Bottom line: A slider may be too clean or limiting for your shot. Thankfully, there are many other stabilization options available.
Setting up a Slider
Setting up a slider is fairly straightforward. Here’s a brief rundown on getting a slider ready to shoot with:
- Mount the head on the slider carriage — Screw a fluid head on the carriage for more control over the camera when using the slider.
- Set up tripod — Position and level the tripod, making sure that it is stable.
- Mount the slider on the tripod — Screw the tripod’s quick-release plate to the slider and lock it on the tripod head.

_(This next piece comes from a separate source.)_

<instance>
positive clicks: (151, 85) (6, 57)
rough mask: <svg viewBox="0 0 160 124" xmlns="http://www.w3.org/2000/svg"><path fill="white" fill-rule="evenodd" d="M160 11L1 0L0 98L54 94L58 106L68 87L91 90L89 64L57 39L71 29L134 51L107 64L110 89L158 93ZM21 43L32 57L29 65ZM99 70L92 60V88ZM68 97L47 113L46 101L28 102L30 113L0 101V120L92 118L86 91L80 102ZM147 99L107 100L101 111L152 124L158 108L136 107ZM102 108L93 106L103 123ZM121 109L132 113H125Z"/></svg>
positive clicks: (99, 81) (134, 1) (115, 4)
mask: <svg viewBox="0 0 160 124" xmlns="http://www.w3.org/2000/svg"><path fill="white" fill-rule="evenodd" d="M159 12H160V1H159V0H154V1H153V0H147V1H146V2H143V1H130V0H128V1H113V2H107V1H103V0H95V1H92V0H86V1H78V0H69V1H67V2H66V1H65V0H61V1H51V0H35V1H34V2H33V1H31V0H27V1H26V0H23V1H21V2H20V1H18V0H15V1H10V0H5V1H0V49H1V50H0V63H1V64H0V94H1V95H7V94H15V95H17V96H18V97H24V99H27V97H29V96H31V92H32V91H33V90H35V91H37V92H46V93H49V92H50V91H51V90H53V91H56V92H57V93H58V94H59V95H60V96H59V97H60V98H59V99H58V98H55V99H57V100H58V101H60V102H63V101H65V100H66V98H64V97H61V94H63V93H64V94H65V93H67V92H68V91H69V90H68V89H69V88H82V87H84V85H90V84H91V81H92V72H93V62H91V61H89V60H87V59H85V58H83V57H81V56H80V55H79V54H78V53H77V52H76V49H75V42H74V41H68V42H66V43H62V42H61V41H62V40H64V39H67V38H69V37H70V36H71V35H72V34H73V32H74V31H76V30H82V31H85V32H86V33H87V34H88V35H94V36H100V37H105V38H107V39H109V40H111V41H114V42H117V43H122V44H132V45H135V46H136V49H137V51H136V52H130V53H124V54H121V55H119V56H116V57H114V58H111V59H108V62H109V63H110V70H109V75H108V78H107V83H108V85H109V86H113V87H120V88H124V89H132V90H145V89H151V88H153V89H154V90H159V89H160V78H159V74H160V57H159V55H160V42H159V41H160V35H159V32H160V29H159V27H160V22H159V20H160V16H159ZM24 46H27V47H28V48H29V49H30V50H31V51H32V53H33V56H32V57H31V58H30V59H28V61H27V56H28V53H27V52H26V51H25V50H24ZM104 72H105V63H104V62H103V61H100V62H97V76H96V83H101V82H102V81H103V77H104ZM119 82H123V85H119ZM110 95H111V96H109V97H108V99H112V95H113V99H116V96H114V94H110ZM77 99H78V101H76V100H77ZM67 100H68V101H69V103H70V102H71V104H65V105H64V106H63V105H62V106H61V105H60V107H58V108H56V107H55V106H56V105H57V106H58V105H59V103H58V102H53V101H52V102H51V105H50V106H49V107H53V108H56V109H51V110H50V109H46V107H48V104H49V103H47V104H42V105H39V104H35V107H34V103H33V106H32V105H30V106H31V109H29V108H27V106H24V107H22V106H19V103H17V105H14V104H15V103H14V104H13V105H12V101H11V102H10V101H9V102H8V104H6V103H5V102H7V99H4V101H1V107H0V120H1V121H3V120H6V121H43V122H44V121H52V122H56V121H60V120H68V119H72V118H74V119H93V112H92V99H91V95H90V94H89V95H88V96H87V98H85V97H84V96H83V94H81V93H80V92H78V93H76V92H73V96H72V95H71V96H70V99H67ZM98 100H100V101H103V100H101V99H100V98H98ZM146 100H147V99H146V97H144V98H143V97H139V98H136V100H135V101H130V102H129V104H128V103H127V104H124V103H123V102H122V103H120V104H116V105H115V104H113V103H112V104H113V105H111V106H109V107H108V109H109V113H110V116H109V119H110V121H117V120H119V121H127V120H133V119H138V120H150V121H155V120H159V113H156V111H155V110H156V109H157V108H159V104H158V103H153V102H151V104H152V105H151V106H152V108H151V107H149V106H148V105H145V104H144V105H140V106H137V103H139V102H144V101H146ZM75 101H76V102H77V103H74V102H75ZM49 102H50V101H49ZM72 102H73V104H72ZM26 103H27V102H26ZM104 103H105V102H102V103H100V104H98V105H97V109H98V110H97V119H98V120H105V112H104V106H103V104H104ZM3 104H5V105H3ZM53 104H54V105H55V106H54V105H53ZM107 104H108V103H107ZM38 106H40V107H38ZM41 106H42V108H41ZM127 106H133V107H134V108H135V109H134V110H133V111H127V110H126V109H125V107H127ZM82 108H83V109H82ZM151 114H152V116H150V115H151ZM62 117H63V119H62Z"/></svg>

- Mount the camera on the slider — Screw the fluid head’s quick-release plate to the camera’s base and pop it on the slider.

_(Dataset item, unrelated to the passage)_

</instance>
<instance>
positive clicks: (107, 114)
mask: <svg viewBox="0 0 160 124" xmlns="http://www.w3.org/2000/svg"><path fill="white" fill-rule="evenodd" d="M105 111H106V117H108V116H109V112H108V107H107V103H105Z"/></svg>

While setting up a slider is not rocket science, it is still important to consider the equipment you need and the steps required to use a slider so that you can determine whether a slider is appropriate for your shooting schedule and terrain.
Bottom line: A slider can be set up to shoot with quickly in just a few steps.
What About Dolly?
Dollies are widely used in film and television and can perform many of the same smooth camera movements as a slider, so why shouldn’t use a dolly instead?
Dollies are indeed similar to sliders and can even do things sliders cannot, such as laying down tracks for long camera moves. However, there are several benefits to using a slider instead of a dolly for indie filmmakers or run & gun documentary shooters:
- Quick setup — A slider just needs to be attached to a tripod and it’s ready to go, whereas a dolly requires tracks to be laid and leveled before you can shoot.
- Perfect for the solo shooter — A slider can be operated with a single finger, but a dolly requires an entire crew to transport, set up, and operate.
- Portable — A slider can be small enough to fit in your backpack, while some dollies need their own vehicle for transportation.
- Versatile — A dolly can perform horizontal movements, but since a slider is attached to it’s track, it can also move the camera vertically and diagonally.
Stay on Track with a Slider
A slider is ideal for purposeful camera movements that take the viewer on a journey or reveal something important to them. By maintaining precise control and smooth motion, a slider increases production value by eliminating distractions caused by unsteady footage.
A small slider also packs up easily into a backpack, allowing you capture smooth footage wherever you go.